On Wednesday, the High Criminal Court sentenced a Bahraini man, whose identity was not disclosed, to death over the bombing near the village of East Eker, south of the capital, Manama, last July, which claimed the life of a policeman identified as Mahmoud Fareed.

Four defendants were given 10 years in jail in the same case, and the court sentenced seven others to life in prison.

All the convicted men, most of them sentenced in absentia, were also ordered to be stripped of their citizenship.

Earlier this month, Amnesty International censured the Bahraini regime over the “rampant” human rights abuses against opposition activists and anti-government protesters.

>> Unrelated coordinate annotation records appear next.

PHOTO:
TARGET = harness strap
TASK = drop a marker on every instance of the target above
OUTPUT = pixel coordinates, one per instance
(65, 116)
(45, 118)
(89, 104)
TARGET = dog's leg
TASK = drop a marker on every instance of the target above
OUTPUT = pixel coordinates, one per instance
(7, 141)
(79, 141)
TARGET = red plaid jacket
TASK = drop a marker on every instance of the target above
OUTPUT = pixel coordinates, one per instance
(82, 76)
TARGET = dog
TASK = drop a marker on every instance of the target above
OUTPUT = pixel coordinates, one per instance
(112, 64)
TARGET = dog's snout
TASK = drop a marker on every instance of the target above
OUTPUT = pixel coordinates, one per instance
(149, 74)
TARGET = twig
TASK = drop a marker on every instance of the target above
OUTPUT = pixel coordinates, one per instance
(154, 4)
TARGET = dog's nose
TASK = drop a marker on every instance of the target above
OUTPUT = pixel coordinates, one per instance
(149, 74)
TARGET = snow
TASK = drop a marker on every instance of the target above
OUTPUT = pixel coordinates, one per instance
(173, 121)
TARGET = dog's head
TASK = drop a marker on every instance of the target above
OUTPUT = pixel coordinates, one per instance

In its report, titled “Behind the Rhetoric: Human rights abuses in Bahrain continue unabated,” the rights organization criticized Manama for resorting to torture, arbitrary detentions, and the excessive use of force against peaceful government critics, including some as young as 17.

Amnesty International’s Deputy Director of the Middle East and North Africa Program Said Boumedouha said that “repression is widespread and rampant abuses by the security forces continue” four years after the country’s uprising in 2011.

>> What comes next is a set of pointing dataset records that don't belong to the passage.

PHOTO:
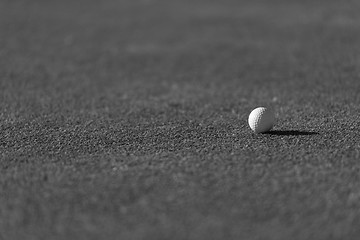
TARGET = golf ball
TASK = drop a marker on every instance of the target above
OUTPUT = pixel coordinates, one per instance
(261, 119)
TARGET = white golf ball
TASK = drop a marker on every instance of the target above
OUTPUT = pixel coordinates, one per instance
(261, 119)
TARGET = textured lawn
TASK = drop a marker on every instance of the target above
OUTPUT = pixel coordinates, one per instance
(128, 119)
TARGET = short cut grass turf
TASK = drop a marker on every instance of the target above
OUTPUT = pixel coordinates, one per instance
(128, 119)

Boumedouha added that “brutality remains a hallmark of Bahrain’s security forces.”

Since mid-February 2011, thousands of anti-regime protesters have held numerous demonstrations on the streets of Bahrain, calling for the Al Khalifa family to relinquish power.

Scores of Bahrainis have been killed and hundreds of others injured and arrested in the ongoing crackdown on peaceful demonstrations.